Australian senator calls Queen Elizabeth II a colonizer during swearing-in ceremony

New Delhi: A recently elected Australian Senator was heard on a video calling Queen Elizabeth II a colonizer while taking oath on Monday.

Indigenous Australian Senator Lidia Thorpe of the Australian Greens party made the remark inside the Australia's Parliament House in Canberra.

Thorpe who entered the chamber with a raised fist said: ", sovereign Lidia Thorpe, do solemnly and sincerely affirm and declare that I will be faithful, and I bear true allegiance to the colonizing Her Majesty Queen Elizabeth II"

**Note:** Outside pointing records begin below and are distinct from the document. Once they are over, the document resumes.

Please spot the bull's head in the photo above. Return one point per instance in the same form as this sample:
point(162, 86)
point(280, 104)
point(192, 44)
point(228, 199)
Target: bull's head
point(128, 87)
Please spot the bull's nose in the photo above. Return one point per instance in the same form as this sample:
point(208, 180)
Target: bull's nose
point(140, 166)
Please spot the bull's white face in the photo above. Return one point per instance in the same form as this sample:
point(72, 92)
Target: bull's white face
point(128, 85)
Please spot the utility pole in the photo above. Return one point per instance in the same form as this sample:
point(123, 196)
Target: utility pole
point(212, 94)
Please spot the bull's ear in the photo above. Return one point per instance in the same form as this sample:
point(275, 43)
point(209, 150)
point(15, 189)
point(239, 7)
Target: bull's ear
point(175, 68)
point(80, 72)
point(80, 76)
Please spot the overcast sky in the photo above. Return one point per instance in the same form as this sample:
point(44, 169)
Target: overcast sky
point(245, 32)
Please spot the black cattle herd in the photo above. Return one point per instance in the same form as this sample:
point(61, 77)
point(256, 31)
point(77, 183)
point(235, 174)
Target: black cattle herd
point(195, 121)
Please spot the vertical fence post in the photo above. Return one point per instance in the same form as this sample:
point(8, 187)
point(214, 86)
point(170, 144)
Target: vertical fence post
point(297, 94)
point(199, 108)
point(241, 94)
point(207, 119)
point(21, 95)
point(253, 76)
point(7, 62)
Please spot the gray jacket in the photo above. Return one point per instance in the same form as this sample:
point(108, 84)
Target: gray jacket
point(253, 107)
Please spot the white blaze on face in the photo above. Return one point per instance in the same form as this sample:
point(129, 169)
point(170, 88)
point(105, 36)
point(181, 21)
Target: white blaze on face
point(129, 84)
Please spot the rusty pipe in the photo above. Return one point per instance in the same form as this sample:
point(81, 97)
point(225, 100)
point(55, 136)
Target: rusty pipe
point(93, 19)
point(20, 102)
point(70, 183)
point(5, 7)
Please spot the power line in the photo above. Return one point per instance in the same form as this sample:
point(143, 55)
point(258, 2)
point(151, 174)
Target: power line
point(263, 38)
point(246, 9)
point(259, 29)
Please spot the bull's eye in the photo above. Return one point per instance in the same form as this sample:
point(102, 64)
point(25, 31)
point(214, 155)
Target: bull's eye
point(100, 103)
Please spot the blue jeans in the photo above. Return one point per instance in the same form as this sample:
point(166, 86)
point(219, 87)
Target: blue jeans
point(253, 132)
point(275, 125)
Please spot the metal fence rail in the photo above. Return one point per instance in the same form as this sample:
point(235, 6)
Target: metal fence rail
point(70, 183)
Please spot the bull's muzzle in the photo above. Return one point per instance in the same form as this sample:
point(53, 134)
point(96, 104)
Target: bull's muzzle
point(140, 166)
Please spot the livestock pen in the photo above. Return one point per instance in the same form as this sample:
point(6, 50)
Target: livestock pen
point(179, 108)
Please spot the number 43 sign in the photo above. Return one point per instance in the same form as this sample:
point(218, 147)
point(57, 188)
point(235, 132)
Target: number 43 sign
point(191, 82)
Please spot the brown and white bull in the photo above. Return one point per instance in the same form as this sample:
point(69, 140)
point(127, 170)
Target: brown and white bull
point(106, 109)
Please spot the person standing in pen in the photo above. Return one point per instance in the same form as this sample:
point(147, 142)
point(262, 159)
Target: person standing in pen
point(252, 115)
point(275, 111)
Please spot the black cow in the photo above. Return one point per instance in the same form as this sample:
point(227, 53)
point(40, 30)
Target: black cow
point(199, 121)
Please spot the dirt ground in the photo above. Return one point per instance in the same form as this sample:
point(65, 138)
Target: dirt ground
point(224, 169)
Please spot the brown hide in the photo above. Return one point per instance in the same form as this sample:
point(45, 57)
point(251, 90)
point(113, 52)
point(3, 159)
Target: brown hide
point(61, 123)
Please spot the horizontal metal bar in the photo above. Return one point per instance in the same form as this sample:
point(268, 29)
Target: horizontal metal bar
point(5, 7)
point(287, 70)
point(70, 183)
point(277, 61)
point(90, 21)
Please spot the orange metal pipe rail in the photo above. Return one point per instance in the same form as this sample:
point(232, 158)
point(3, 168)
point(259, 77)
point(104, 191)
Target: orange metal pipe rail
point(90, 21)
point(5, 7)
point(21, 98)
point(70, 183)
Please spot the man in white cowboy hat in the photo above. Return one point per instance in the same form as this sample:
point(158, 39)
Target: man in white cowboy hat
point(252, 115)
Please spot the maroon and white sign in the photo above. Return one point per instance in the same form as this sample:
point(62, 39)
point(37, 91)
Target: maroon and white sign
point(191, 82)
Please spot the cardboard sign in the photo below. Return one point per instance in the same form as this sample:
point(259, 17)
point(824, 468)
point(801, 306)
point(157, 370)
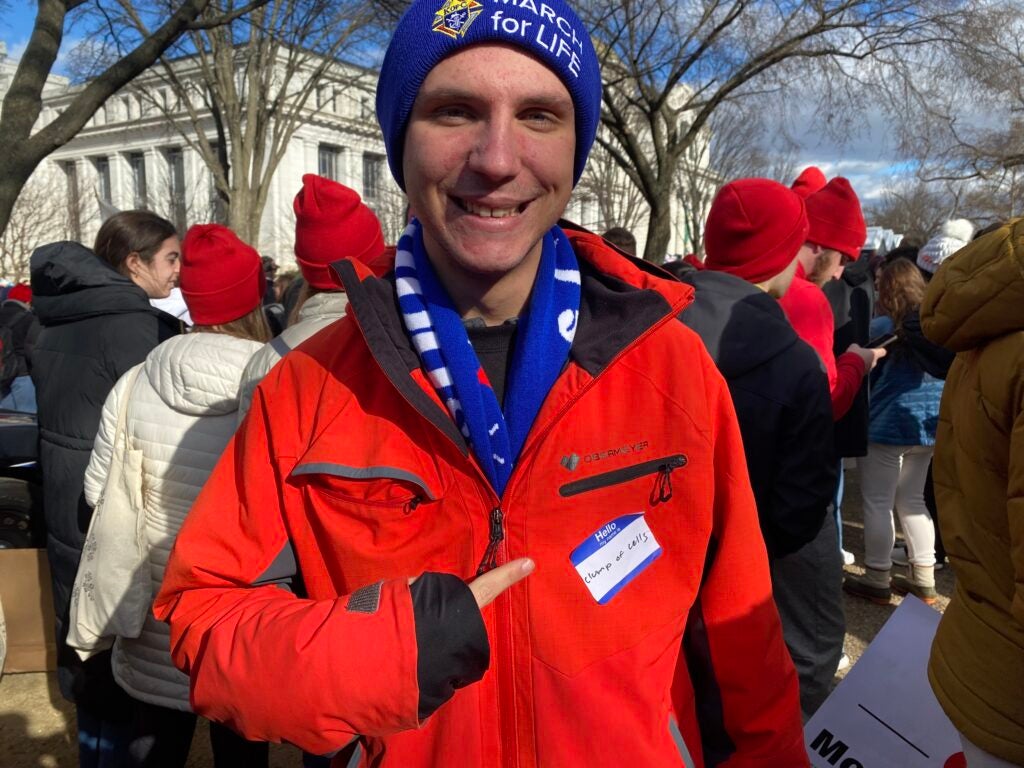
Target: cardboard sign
point(28, 606)
point(884, 713)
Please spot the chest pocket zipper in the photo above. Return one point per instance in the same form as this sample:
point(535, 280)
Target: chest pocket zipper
point(660, 467)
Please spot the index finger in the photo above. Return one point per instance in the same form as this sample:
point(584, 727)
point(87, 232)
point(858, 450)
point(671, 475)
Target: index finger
point(487, 587)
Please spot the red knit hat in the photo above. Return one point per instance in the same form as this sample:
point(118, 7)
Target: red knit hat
point(836, 218)
point(332, 223)
point(221, 278)
point(22, 292)
point(755, 228)
point(810, 180)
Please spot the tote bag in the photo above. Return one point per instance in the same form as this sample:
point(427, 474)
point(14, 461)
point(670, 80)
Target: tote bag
point(113, 593)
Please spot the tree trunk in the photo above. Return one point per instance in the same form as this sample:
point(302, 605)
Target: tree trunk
point(658, 233)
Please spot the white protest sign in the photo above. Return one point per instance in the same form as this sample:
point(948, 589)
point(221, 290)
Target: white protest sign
point(884, 714)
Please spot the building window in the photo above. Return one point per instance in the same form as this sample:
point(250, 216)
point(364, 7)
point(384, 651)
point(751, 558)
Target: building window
point(140, 198)
point(329, 162)
point(74, 201)
point(373, 176)
point(176, 187)
point(103, 179)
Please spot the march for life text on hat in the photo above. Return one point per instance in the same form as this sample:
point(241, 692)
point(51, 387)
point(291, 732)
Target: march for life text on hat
point(332, 222)
point(810, 180)
point(755, 228)
point(433, 30)
point(836, 219)
point(221, 278)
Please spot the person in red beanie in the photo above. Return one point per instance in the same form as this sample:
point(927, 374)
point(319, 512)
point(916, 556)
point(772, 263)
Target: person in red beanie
point(406, 469)
point(177, 410)
point(331, 223)
point(755, 229)
point(836, 236)
point(810, 180)
point(20, 327)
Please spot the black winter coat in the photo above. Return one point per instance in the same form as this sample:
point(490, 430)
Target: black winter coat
point(96, 325)
point(780, 392)
point(852, 300)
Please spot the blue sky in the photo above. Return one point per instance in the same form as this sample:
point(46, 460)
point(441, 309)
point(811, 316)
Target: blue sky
point(15, 29)
point(867, 158)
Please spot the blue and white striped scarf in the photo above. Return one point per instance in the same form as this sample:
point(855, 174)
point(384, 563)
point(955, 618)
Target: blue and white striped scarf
point(542, 345)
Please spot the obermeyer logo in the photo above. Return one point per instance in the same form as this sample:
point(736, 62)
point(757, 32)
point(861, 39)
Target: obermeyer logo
point(570, 462)
point(455, 17)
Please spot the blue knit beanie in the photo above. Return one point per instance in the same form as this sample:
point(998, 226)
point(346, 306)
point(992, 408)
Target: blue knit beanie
point(433, 30)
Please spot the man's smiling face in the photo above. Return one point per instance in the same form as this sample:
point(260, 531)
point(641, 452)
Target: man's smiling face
point(488, 160)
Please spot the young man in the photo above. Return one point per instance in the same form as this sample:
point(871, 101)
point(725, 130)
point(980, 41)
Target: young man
point(507, 407)
point(836, 236)
point(778, 386)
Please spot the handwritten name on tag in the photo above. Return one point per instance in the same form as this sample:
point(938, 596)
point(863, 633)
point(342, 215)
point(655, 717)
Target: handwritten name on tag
point(614, 555)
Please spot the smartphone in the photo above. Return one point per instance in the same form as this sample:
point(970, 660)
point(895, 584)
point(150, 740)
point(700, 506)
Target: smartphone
point(881, 341)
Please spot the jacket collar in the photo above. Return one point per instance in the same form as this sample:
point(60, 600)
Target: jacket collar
point(621, 299)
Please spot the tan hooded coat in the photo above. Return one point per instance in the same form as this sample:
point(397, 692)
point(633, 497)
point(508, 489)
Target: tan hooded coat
point(975, 306)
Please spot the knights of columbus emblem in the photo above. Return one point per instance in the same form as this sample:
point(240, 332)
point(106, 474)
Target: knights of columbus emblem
point(455, 16)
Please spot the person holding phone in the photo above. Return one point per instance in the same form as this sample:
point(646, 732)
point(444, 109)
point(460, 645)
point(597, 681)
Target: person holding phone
point(906, 389)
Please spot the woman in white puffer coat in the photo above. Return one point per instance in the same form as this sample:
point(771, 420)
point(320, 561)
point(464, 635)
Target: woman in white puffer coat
point(181, 412)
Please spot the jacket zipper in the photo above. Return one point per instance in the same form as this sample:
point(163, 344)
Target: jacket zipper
point(489, 559)
point(663, 467)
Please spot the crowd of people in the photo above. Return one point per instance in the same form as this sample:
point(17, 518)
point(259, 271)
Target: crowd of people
point(501, 491)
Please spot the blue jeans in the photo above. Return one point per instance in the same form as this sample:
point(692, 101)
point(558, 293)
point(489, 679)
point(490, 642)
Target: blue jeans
point(102, 742)
point(22, 395)
point(838, 504)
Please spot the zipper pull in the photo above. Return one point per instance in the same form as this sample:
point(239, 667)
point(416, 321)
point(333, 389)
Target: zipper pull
point(489, 559)
point(663, 485)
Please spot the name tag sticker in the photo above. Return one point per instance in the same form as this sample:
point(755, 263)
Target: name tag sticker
point(614, 555)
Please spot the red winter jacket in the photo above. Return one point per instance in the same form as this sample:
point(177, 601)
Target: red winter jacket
point(810, 314)
point(348, 473)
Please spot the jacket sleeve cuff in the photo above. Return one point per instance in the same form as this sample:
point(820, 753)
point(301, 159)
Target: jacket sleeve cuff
point(452, 642)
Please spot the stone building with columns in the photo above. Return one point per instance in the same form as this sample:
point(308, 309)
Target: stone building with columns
point(133, 154)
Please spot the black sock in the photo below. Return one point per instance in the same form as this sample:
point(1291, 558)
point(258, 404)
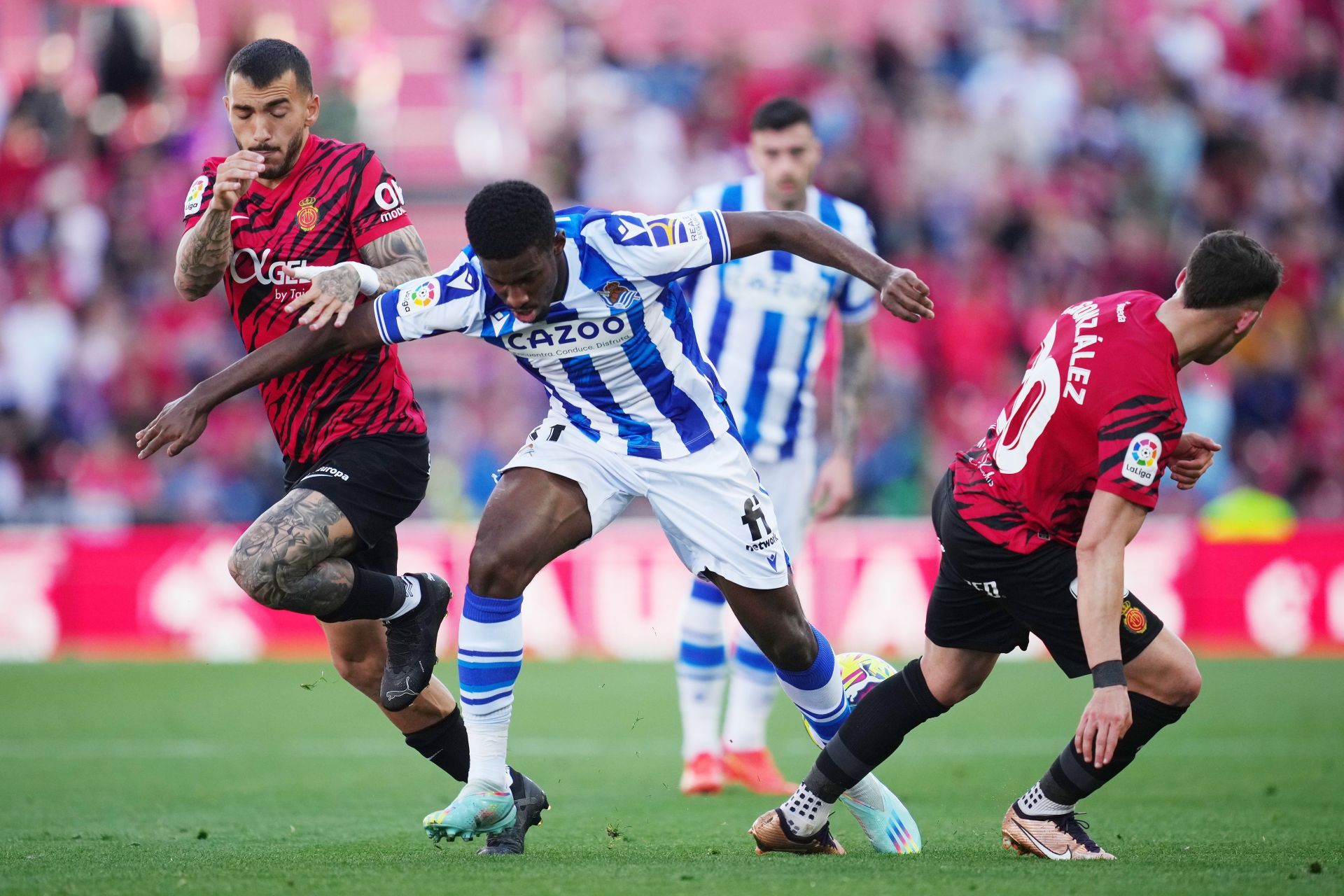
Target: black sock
point(444, 743)
point(1070, 778)
point(873, 731)
point(372, 596)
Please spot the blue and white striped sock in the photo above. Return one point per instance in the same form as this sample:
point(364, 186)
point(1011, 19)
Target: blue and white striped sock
point(752, 691)
point(489, 656)
point(818, 692)
point(701, 669)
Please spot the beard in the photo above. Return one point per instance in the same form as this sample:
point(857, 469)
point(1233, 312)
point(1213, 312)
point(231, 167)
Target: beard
point(286, 162)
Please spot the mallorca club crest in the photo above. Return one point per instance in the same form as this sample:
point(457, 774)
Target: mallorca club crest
point(307, 214)
point(1133, 618)
point(619, 296)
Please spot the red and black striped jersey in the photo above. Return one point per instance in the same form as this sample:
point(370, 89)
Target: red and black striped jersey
point(337, 199)
point(1098, 409)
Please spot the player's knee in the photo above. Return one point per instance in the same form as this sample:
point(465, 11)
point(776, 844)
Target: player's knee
point(363, 672)
point(790, 645)
point(496, 571)
point(1183, 684)
point(255, 578)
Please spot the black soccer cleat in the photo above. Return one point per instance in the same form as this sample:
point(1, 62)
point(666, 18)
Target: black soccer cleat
point(531, 802)
point(412, 643)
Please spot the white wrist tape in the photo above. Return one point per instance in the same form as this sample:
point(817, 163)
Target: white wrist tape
point(368, 277)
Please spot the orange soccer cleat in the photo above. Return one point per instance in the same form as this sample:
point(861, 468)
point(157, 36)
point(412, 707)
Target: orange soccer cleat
point(756, 770)
point(704, 774)
point(1057, 837)
point(773, 836)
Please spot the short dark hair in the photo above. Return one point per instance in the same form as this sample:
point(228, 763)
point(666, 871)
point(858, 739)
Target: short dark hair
point(780, 113)
point(1228, 267)
point(507, 218)
point(267, 61)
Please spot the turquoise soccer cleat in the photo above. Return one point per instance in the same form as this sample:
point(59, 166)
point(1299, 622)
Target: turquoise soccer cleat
point(477, 811)
point(890, 827)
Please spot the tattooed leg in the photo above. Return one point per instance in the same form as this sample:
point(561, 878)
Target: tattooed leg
point(290, 558)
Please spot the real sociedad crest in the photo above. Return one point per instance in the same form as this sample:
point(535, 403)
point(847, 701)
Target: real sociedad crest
point(619, 296)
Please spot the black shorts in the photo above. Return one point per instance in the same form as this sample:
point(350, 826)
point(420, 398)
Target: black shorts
point(988, 598)
point(377, 481)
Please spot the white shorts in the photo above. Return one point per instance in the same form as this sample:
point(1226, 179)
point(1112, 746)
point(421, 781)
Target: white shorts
point(790, 484)
point(711, 504)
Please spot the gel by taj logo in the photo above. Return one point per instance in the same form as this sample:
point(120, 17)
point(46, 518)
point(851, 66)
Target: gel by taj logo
point(246, 265)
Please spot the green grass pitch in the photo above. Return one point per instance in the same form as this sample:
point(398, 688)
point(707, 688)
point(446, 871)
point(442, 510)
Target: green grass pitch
point(234, 780)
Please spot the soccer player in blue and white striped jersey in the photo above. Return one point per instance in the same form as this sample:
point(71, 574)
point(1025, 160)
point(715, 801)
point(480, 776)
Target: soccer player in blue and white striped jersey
point(761, 321)
point(588, 302)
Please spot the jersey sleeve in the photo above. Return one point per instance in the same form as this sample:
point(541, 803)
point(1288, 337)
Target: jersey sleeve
point(200, 194)
point(378, 206)
point(857, 300)
point(1135, 441)
point(660, 248)
point(451, 301)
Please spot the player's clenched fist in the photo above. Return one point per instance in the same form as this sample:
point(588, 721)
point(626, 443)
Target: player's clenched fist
point(178, 426)
point(906, 296)
point(234, 176)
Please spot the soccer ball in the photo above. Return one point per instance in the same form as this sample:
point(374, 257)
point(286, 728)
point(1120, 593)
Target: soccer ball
point(859, 673)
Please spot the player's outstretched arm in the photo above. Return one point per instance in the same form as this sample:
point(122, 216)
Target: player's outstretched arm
point(792, 232)
point(183, 419)
point(858, 365)
point(1110, 524)
point(387, 262)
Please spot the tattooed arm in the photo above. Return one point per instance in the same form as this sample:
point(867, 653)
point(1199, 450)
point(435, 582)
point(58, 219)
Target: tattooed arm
point(203, 251)
point(396, 258)
point(203, 254)
point(835, 479)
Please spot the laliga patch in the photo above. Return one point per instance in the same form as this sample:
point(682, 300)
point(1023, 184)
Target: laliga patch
point(1142, 458)
point(195, 195)
point(417, 298)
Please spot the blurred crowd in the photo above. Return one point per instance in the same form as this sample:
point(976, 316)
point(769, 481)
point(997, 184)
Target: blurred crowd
point(1019, 155)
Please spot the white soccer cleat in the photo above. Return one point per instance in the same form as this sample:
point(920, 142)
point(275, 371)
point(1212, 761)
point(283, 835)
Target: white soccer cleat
point(889, 827)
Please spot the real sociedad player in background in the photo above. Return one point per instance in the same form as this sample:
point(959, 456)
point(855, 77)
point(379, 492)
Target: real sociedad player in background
point(356, 456)
point(762, 323)
point(1034, 523)
point(588, 304)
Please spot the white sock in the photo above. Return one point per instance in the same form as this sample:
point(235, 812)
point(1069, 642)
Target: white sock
point(489, 657)
point(412, 598)
point(1037, 804)
point(752, 692)
point(806, 813)
point(487, 736)
point(701, 671)
point(818, 691)
point(869, 792)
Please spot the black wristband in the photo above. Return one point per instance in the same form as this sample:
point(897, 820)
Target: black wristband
point(1109, 673)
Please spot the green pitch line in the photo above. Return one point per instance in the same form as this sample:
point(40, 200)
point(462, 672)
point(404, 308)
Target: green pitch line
point(237, 780)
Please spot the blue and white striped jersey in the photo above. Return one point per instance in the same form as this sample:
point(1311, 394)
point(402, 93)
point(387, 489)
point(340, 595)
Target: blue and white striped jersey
point(617, 355)
point(762, 320)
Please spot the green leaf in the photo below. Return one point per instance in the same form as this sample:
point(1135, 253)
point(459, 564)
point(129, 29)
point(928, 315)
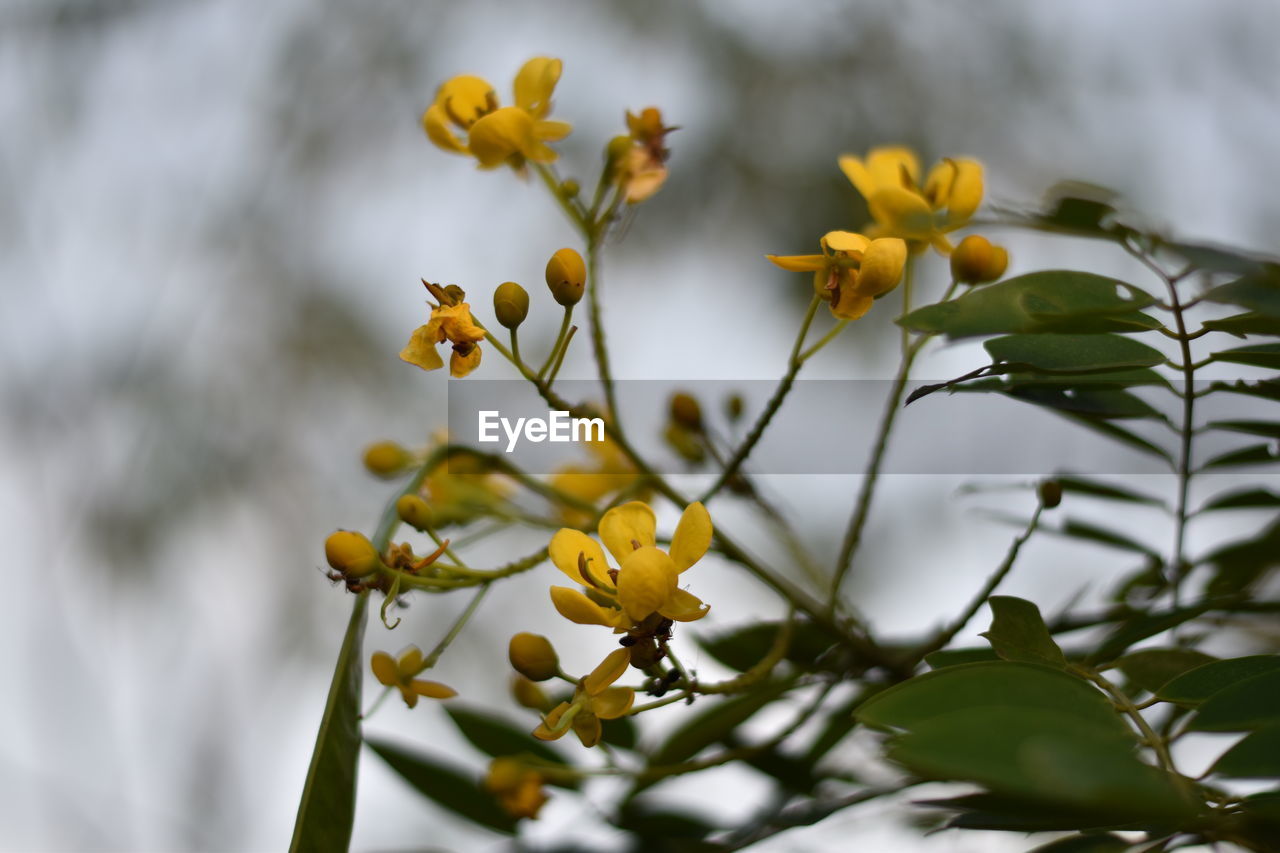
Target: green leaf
point(1061, 301)
point(1243, 500)
point(1073, 352)
point(1151, 669)
point(1043, 755)
point(1027, 687)
point(494, 737)
point(1257, 756)
point(713, 725)
point(1264, 428)
point(1203, 682)
point(956, 656)
point(1018, 633)
point(1260, 355)
point(1106, 491)
point(1246, 705)
point(452, 788)
point(1244, 324)
point(328, 806)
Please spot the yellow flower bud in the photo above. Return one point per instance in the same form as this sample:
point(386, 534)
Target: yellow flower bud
point(351, 553)
point(387, 459)
point(511, 304)
point(533, 656)
point(566, 277)
point(414, 511)
point(976, 260)
point(686, 411)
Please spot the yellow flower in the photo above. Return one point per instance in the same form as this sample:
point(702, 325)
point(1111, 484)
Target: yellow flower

Senate President Sue Lines cut Thorpe off before she could go further, saying that she was required to recite the oath as printed on the card.

The 96-year-old British Queen is Australia's head of state.

Fox News reported that Thorpe's remark had drawn jeers and groans from the colleagues inside the senate.

Lidia Thorpe then had to say her oath of allegiance in the Senate again without the prefix of "coloniser".

After reciting the oath as printed on the card she later took to Twitter posting, "Sovereignty never ceded".

Until the nation gained de facto independence in 1901, Australia had been a British colony for over 100 years.

Australia's indigenous populations suffered worst from the British rule which includes wiping out of natives in their thousands and displacing of communities.

Australia was eventually Anglicized pushing aside the native people, their culture and languages. Despite gaining independence, Australia has never been complete republic.

An increasing number of Australians are in favour of living in a republic but there is little consensus over how to choose a state head and whether the state of head should be chosen by the parliament or the public.